Marc-André Lussier

Archive, août 2013

Vendredi 30 août 2013 | Mise en ligne à 8h30 | Commenter Commentaires (13)

Ah ! Ces «films» sans cinéma…

Maison - Affiche

La Maison du pêcheur est un film sans cinéma. Qui aurait sans doute eu avantage à se trouver une niche à la télévision

Lors de la conférence de presse tenue en marge de la présentation de L’autre maison, présenté à la soirée d’ouverture du FFM, le producteur Roger Frappier a raconté comment il avait incité le réalisateur Mathieu Roy à «mettre du cinéma dans son film».

La suggestion peut sembler un peu saugrenue, mais elle se révèle très pertinente.

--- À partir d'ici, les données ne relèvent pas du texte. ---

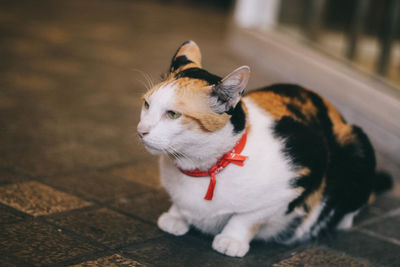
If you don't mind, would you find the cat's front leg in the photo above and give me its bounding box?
[212,212,264,257]
[157,204,189,236]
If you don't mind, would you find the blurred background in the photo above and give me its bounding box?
[0,0,400,266]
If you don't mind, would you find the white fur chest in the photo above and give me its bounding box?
[160,99,296,233]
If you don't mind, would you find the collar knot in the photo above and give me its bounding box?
[180,130,247,200]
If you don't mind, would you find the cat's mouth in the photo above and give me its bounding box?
[140,139,165,155]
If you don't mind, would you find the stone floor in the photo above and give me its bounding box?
[0,0,400,266]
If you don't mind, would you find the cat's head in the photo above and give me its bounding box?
[137,41,250,155]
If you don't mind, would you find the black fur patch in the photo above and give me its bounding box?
[275,217,303,242]
[175,68,221,85]
[268,85,376,234]
[169,56,193,72]
[253,83,306,103]
[226,101,246,133]
[274,116,328,213]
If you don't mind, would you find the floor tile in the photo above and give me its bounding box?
[321,231,400,267]
[111,190,171,223]
[112,160,161,189]
[41,171,151,202]
[362,215,400,244]
[0,181,90,216]
[0,169,29,186]
[48,208,162,248]
[125,236,302,267]
[0,205,22,224]
[72,254,145,267]
[354,194,400,226]
[273,247,371,267]
[0,221,100,265]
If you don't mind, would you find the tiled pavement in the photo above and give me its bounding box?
[0,0,400,266]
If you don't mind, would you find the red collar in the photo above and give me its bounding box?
[180,130,247,200]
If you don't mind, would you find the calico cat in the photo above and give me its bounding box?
[137,41,390,257]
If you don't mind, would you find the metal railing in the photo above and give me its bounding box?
[300,0,400,76]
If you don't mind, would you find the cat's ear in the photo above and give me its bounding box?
[210,66,250,114]
[170,41,201,72]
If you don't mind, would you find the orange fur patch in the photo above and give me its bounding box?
[176,78,230,132]
[175,42,201,68]
[247,92,317,120]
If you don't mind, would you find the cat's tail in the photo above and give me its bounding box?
[373,171,393,195]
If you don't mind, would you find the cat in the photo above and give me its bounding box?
[137,41,390,257]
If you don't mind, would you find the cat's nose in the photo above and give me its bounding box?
[136,123,149,138]
[137,130,149,138]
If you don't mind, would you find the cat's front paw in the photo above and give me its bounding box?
[157,212,189,236]
[212,234,250,257]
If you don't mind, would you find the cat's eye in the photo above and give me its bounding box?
[167,110,182,120]
[143,100,150,109]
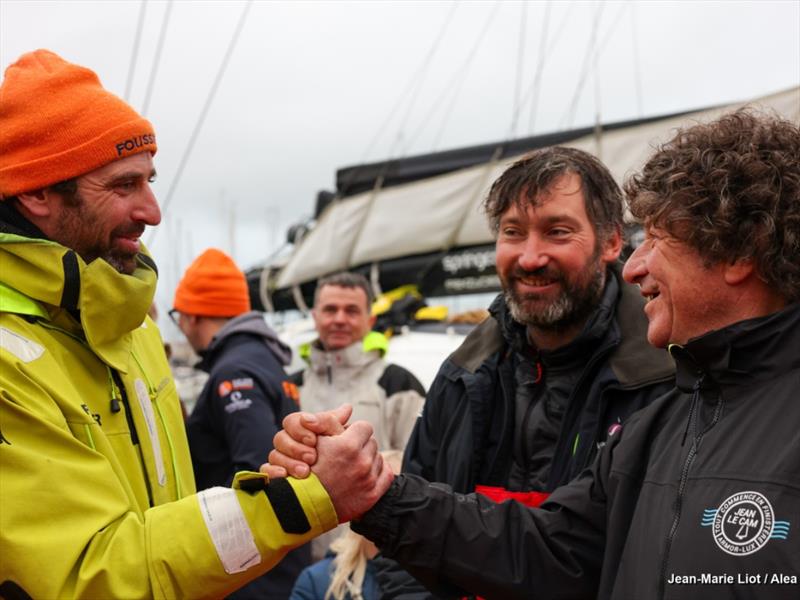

Le producteur a en outre fait remarquer que les longs métrages sont de plus en plus dépouillés de leurs élans cinématographiques pour ne plus se concentrer que sur «l’histoire» à raconter.

Pure coïncidence (ou mauvais timing, c’est selon), une production québécoise est à mon sens venue illustrer parfaitement le propos du producteur quelques jours plus tard. Présenté aussi dans la compétition mondiale, La Maison du pêcheur est un film sans cinéma. Qui aurait sans doute eu avantage à se trouver une niche à la télévision.

Alain Chartrand, dont le dernier film de fiction remonte à 1990 (Ding et Dong le film), avait une occasion en or de réaliser une œuvre marquante, laquelle aurait pu s’inscrire dans la grande tradition du film politique. Son intention de départ était d’ailleurs très prometteuse : décrire un épisode de la vie de jeunes «révolutionnaires» pacifiques – on est en 1969 – qui, un an plus tard, deviendront les artisans principaux de la crise d’octobre. Au sein d’une nation où la mémoire collective est pour le moins chancelante (malgré sa devise), le rappel des épisodes historiques par le biais des créations artistiques revêt un caractère essentiel.

Les films politiques sont devenus rares au Québec. Et très difficiles à produire. Pas le droit à l’erreur. Or, La Maison du pêcheur rate complètement la cible. Le scénario, écrit à six mains (Jacques Bérubé, Mario Bolduc et Alain Chartrand) est d’un didactisme quasi enfantin, truffé de situations complètement plaquées dans lesquelles on introduit des «messages». On est loin, mais alors là vraiment très loin des Ordres. Ou même d’Octobre.

Surtout, la réalisation, peu imaginative, se colle aux dialogues. Et ne s’aventure jamais au-delà du premier degré. Le découpage rappelle même parfois involontairement certains épisodes du Cœur a ses raisons. Aucun souffle, aucune poésie, aucun élan.

Une tendance lourde

Peut-être ce film est-il symptomatique d’une tendance plutôt lourde. Les projets destinés à un plus «large public», notamment ceux qui reçoivent l’aval des institutions, souffrent souvent – pas toujours dieu merci – de cette absence d’approche purement cinématographique. Un peu comme si l’on présumait que les spectateurs étaient trop habitués aux anciens codes narratifs télévisuels. L’embauche systématique de vedettes de la télévision prête aussi flanc à cette tendance. Fort heureusement, plusieurs films d’auteurs – des vrais films – ont aussi su rejoindre le grand public au fil des ans.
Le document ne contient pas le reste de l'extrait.